Growth characteristics of seedlings planted under an overstorey of Sitka spruce

Clocaenog Continuous Cover Forestry (CCF) Research Area

Area of mature Sitka spruce underplanted with Sitka spruce seedlings in Block 5.

The underplanting study is investigating differences in the growth and survival of five conifer species grown under a canopy of Sitka spruce. The species chosen were Douglas-fir, noble fir, Norway spruce, European silver fir and Sitka spruce. Three plots, each containing 50 trees and with a canopy cover estimated between 50 and 70 percent, were planted for each species in 2007. Differences in growth and survival were then recorded during 2011.

Graphs
The (a) diameter, (b) % survival, (c) height, (d) Leader:Lateral ratio and (e) percentage proportion of the health score for all five species. The health score figure (e) shows the proportion of trees that are healthy (1), unhealthy (2) and unlikely to survive (3). The height, diameter and leader:lateral figures all show ± one standard deviation.

The results show Sitka spruce seedlings performed best overall; showing greater height, diameter and leader:lateral ratios than other species.

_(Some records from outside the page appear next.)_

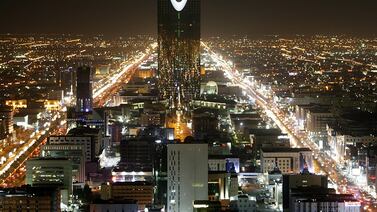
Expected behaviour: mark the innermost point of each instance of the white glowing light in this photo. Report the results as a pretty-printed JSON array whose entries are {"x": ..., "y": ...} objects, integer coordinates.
[{"x": 178, "y": 4}]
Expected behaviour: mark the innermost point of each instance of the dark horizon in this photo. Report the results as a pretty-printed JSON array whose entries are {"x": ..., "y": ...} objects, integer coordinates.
[{"x": 219, "y": 17}]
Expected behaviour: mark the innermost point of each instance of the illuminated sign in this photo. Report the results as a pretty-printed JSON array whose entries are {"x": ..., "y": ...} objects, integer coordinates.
[{"x": 178, "y": 4}]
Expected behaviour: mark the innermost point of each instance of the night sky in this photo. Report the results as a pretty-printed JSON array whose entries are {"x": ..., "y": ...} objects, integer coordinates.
[{"x": 219, "y": 17}]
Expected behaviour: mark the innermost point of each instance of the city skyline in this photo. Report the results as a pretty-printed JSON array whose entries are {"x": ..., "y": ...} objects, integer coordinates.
[
  {"x": 219, "y": 17},
  {"x": 134, "y": 106}
]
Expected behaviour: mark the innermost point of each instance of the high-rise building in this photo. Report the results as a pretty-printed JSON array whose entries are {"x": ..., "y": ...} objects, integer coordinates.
[
  {"x": 187, "y": 175},
  {"x": 67, "y": 79},
  {"x": 84, "y": 94},
  {"x": 179, "y": 50},
  {"x": 6, "y": 121}
]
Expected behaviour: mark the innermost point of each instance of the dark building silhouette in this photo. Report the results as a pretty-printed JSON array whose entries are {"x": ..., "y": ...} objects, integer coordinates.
[
  {"x": 84, "y": 93},
  {"x": 179, "y": 50}
]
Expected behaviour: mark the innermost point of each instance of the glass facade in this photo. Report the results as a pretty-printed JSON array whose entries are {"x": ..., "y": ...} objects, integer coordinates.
[{"x": 179, "y": 52}]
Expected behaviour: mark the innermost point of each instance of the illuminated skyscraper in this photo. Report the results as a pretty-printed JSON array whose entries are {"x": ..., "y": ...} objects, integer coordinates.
[
  {"x": 179, "y": 50},
  {"x": 84, "y": 96}
]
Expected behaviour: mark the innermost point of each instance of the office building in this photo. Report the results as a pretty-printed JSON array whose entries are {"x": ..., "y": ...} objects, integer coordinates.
[
  {"x": 67, "y": 81},
  {"x": 76, "y": 153},
  {"x": 86, "y": 141},
  {"x": 243, "y": 203},
  {"x": 137, "y": 154},
  {"x": 6, "y": 121},
  {"x": 187, "y": 175},
  {"x": 42, "y": 172},
  {"x": 114, "y": 206},
  {"x": 141, "y": 192},
  {"x": 28, "y": 198},
  {"x": 84, "y": 93},
  {"x": 288, "y": 160},
  {"x": 179, "y": 50}
]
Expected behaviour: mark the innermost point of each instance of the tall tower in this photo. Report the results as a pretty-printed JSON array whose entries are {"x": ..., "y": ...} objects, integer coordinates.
[
  {"x": 84, "y": 93},
  {"x": 179, "y": 50}
]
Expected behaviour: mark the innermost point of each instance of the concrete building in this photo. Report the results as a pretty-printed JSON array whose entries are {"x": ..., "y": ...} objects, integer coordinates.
[
  {"x": 243, "y": 203},
  {"x": 6, "y": 122},
  {"x": 288, "y": 160},
  {"x": 76, "y": 153},
  {"x": 114, "y": 206},
  {"x": 141, "y": 192},
  {"x": 86, "y": 141},
  {"x": 29, "y": 198},
  {"x": 42, "y": 172},
  {"x": 187, "y": 175},
  {"x": 339, "y": 139}
]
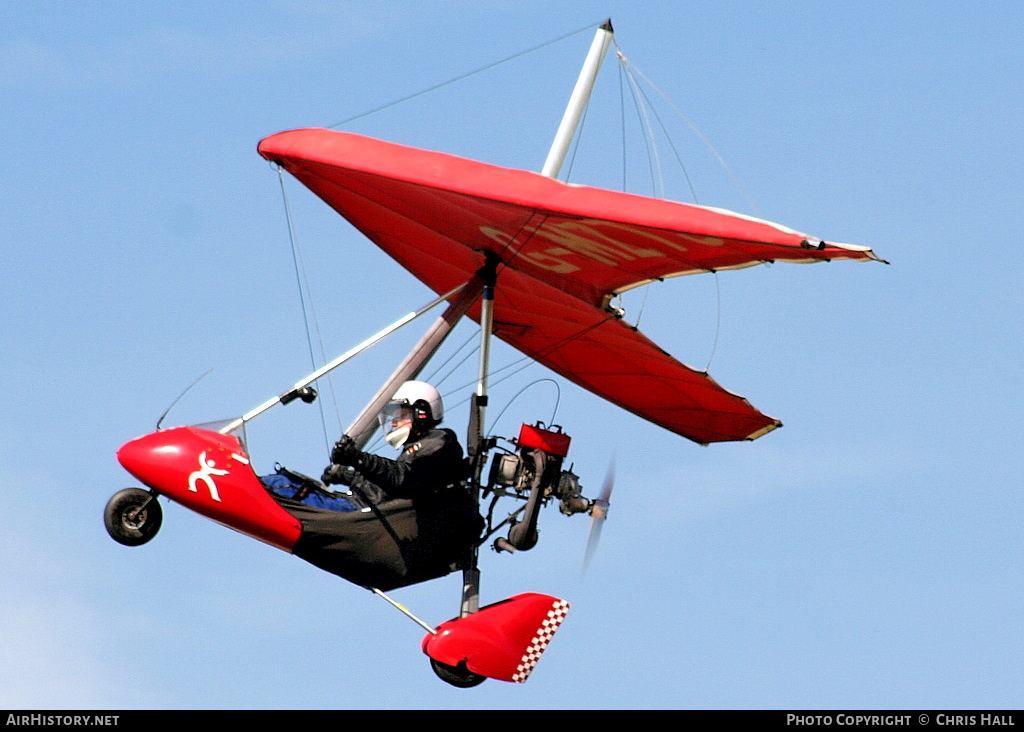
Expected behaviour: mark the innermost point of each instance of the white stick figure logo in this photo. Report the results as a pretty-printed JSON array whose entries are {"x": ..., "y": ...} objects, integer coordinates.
[{"x": 207, "y": 469}]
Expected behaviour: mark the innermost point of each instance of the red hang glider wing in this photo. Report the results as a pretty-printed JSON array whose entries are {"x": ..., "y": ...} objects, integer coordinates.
[{"x": 565, "y": 251}]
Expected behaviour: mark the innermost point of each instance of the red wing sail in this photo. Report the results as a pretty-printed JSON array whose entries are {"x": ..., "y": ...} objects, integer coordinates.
[{"x": 565, "y": 251}]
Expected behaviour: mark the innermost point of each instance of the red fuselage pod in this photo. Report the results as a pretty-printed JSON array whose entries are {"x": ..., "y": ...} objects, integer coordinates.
[
  {"x": 209, "y": 473},
  {"x": 502, "y": 641}
]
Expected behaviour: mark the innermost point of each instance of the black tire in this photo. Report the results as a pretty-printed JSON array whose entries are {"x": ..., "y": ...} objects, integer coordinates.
[
  {"x": 458, "y": 676},
  {"x": 132, "y": 516}
]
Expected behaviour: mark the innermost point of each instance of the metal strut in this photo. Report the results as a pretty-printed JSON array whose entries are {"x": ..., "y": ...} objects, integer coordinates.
[{"x": 475, "y": 444}]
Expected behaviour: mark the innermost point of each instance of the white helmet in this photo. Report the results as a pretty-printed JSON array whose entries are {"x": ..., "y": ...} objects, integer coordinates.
[{"x": 415, "y": 407}]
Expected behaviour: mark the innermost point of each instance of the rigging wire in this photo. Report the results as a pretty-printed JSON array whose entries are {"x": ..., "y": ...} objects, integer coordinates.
[
  {"x": 308, "y": 311},
  {"x": 643, "y": 102},
  {"x": 459, "y": 78},
  {"x": 696, "y": 131}
]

Sitka spruce also showed the second highest survival though had the second lowest number of seedlings ranked as healthy. Conversely, Noble fir had the lowest height, leader:lateral ratio and survival. Noble fir also showed the second lowest diameter but had the highest proportion of seedlings classed as healthy. However, it should be noted that one of the three Silver fir plots was waterlogged which resulted in poor growing conditions. When the results from the waterlogged plot were excluded from the analysis, Silver fir had the largest diameters and the highest survival.

The leader: lateral ratios from the experiments were all below one except for one plot of Sitka spruce, one plot of Douglas-fir and one plot of Silver fir. Prior research (Page et al. 2001; Grassi and Giannini, 2005) suggests a leader: lateral ratio of one or greater would be expected in seedlings that are not light stressed. This indicates that the canopy cover in the experimental areas may be slightly too high at present.